Ode to My Badger Mother
LatestWhen I first read about “Tiger Mother” Amy Chua and the pressure she put on her offspring, I felt a glimmer of recognition. Like Chua, my mother was strict with me, enrolling me in piano lessons at age 6, making sure I practiced, limiting the amount of time I spent around other miscreants in our tiny northwestern Wisconsin town, and expecting that I got A’s in every class.
In my house, there were no PG-rated movies without prior parental approval, no PG-13 movies until I was at least 13. No ear piercing until 7th grade. No sitcom watching. PBS nature show watching abounded (which is funny, as most PBS nature shows are mostly animals fucking and eating each other, which is way more raw and damaging for a child than watching Zach Morris sass his teachers, but I digress), as did encyclopedia reading.
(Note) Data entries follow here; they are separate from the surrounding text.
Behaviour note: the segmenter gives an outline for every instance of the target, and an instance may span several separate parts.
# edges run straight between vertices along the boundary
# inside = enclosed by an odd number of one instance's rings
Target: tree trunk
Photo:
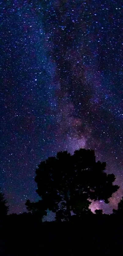
[[[71,215],[69,203],[69,198],[67,192],[65,193],[64,200],[66,202],[66,210],[68,218],[68,220],[70,221],[71,218]]]

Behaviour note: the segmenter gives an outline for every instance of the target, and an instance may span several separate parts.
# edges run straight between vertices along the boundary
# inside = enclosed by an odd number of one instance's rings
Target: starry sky
[[[92,210],[110,213],[123,196],[121,2],[1,0],[0,186],[9,213],[38,199],[41,161],[81,147],[120,186]]]

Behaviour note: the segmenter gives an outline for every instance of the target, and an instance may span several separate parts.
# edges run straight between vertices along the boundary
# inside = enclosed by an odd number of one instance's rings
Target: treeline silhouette
[[[41,162],[36,170],[38,202],[29,199],[28,212],[7,215],[0,193],[0,255],[114,255],[123,254],[123,196],[117,210],[95,214],[92,200],[106,203],[119,186],[107,174],[106,163],[96,161],[94,151],[67,151]],[[55,221],[42,222],[49,209]]]

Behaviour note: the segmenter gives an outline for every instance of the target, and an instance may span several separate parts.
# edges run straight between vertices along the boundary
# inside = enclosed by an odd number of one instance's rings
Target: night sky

As a child, I remember thinking that what she and my father were expecting of me wasn’t fair, that they weren’t allowing me to be a typical kid. My pink and purple pastel diary was fraught with hand ringing expressed in blocky 4th grade girl script and ALL CAPS complaints about not being allowed to drive to Rice Lake with Stephanie and her mom and spend the afternoon just bumming around in the mall. We didn’t have cable, so I didn’t know anything about the shows kids were watching. We only listened to NPR in our house and so all I knew of pop music, I learned on the bus ride to and from school. In retrospect, though, they were effectively giving me a childhood by sheltering me from the constant barrage of pop culture noise that awaits media-exposed American. Instead of watching crap TV, I spent hours playing outside and reading books. Instead of dating, I spent hours playing music- singing, playing piano, practicing flute (aside: practicing flute ended up being a huge dating asset later in life! Double tonguing! Whoo!) (Second aside: Mom, if you’re reading this, that was a joke.). Instead of playing video games, I learned how to sew and crochet and bake and chop wood, and thus when the zombie apocalypse comes, I’ll be able to mend and bake my way out.